In a break from its signature “flip” metaphor, Flipboard for Web embraces scrolling, the natural gesture people use to read on the Web. And it’s hoping that lush, photo-heavy layouts will encourage people to keep reading.

Flipboard CEO Mike McCue unveiled the new product at a launch event in Flipboard’s original office in downtown Palo Alto Tuesday morning.

In 2010, McCue and his team considered launching a Web-based news reader, but decided to embrace Apple’s then-rumored iPad tablet instead. When the iPad launched, Flipboard became a standard-bearer for Apple’s new mobile platform.

“It was pretty clear to us that it wasn’t ready to happen in the Web browsers of that time,” McCue told me.

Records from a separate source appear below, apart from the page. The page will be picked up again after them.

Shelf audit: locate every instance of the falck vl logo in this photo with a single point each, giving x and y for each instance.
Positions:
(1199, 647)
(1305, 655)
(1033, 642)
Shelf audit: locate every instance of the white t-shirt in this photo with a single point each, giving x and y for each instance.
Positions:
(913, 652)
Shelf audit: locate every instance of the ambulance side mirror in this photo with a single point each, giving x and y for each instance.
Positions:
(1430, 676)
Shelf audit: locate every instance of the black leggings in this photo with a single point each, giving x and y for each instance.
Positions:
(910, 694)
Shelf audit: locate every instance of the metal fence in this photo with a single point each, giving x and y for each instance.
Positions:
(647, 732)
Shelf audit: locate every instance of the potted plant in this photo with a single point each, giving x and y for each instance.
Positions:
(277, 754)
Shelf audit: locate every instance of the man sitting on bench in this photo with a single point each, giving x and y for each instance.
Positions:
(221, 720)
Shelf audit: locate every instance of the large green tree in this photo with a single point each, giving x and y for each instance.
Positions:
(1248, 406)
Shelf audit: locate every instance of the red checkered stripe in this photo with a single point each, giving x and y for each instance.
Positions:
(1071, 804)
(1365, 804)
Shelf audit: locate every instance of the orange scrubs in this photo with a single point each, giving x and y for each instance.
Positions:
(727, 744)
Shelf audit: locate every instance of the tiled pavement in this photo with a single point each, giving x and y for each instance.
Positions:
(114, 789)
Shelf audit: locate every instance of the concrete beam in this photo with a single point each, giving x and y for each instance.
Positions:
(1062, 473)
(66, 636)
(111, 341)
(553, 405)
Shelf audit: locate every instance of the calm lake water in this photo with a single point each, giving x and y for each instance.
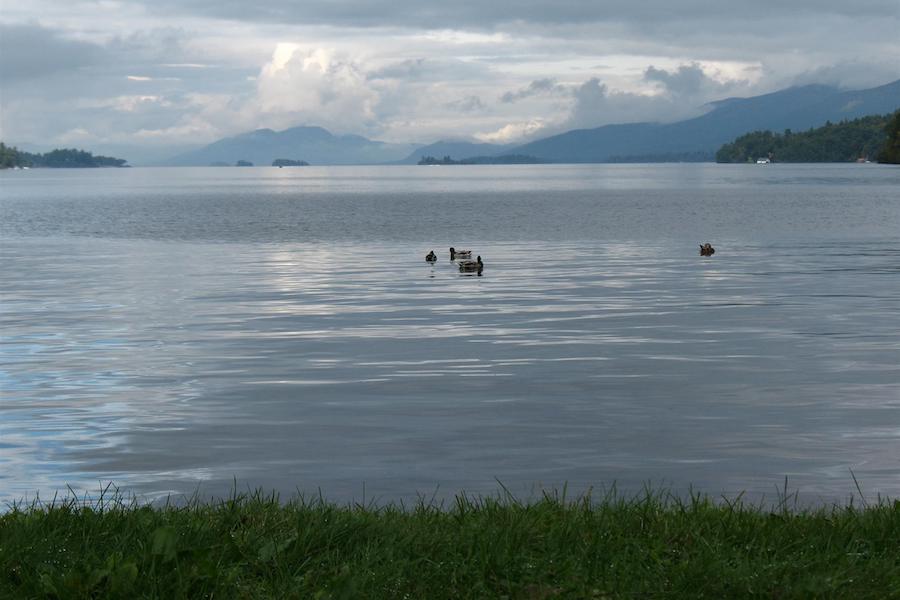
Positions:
(171, 330)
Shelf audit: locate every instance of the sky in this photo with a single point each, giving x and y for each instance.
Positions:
(151, 77)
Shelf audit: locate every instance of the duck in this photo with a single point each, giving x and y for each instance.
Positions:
(707, 249)
(471, 266)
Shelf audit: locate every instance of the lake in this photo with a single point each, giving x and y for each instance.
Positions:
(180, 330)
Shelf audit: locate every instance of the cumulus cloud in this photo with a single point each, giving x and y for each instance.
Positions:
(512, 132)
(546, 86)
(191, 71)
(466, 105)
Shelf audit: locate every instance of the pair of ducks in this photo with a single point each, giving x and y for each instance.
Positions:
(465, 265)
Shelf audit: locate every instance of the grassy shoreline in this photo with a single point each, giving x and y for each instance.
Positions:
(256, 546)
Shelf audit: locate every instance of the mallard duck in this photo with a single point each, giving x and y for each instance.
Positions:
(707, 249)
(454, 254)
(470, 266)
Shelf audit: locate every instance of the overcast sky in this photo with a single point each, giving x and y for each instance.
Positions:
(163, 74)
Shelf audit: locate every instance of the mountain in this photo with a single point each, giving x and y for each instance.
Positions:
(454, 149)
(797, 108)
(315, 145)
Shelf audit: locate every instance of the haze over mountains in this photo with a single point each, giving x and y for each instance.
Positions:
(793, 108)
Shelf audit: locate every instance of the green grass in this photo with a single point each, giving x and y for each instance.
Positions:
(254, 546)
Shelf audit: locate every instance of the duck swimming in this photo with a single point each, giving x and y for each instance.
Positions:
(707, 249)
(454, 254)
(471, 266)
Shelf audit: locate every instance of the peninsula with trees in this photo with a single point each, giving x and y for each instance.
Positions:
(859, 140)
(506, 159)
(11, 158)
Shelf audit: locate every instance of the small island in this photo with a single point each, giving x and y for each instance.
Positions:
(66, 158)
(506, 159)
(288, 162)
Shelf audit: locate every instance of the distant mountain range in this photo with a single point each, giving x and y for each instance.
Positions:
(312, 144)
(796, 108)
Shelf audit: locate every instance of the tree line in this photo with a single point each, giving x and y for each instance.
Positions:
(11, 157)
(867, 138)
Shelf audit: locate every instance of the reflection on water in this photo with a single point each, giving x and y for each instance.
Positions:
(163, 363)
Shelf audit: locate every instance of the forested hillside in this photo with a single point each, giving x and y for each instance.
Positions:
(847, 141)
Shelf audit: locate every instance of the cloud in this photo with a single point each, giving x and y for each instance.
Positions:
(546, 86)
(466, 105)
(512, 132)
(29, 51)
(191, 71)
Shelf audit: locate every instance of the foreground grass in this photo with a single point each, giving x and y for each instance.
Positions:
(254, 546)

The iPad allowed Flipboard’s designers to reimagine the Web, stripped of gaudy banner ads, awkward side rails, and other cruft it accumulated over the past two decades.

Flipboard CEO Mike McCue demonstrates an earlier version of Flipboard for Web.

A lot has happened since 2010, though. The Web has quietly become vastly more capable. And it’s no secret that tablet sales—particularly iPad sales—have stalled. And Flipboard has seen its strongest growth since launching mobile apps for smartphones.

Over the past two years, we’ve seen Flipboard tiptoe back onto the Web, first with tools for people who created “magazines”—editorial selections of links—on the app, and later with full Web versions of those magazines. But Flipboard as a news-reading experience remained app-only until now.

That hasn’t held back its growth: Flipboard has grown from about 35 million active monthly readers in October, when it launched a third major version of its app, to 50 million today, McCue said.

One consideration for Flipboard in launching a full Web version, McCue said, was interest by the publishers it’s working with, who still “do a considerable portion of their business on the Web.” Flipboard is increasingly working to place and sell ads in Flipboard magazines, including major print publishers like Condé Nast and Time Inc. as well as smaller publishers and individual magazine creators.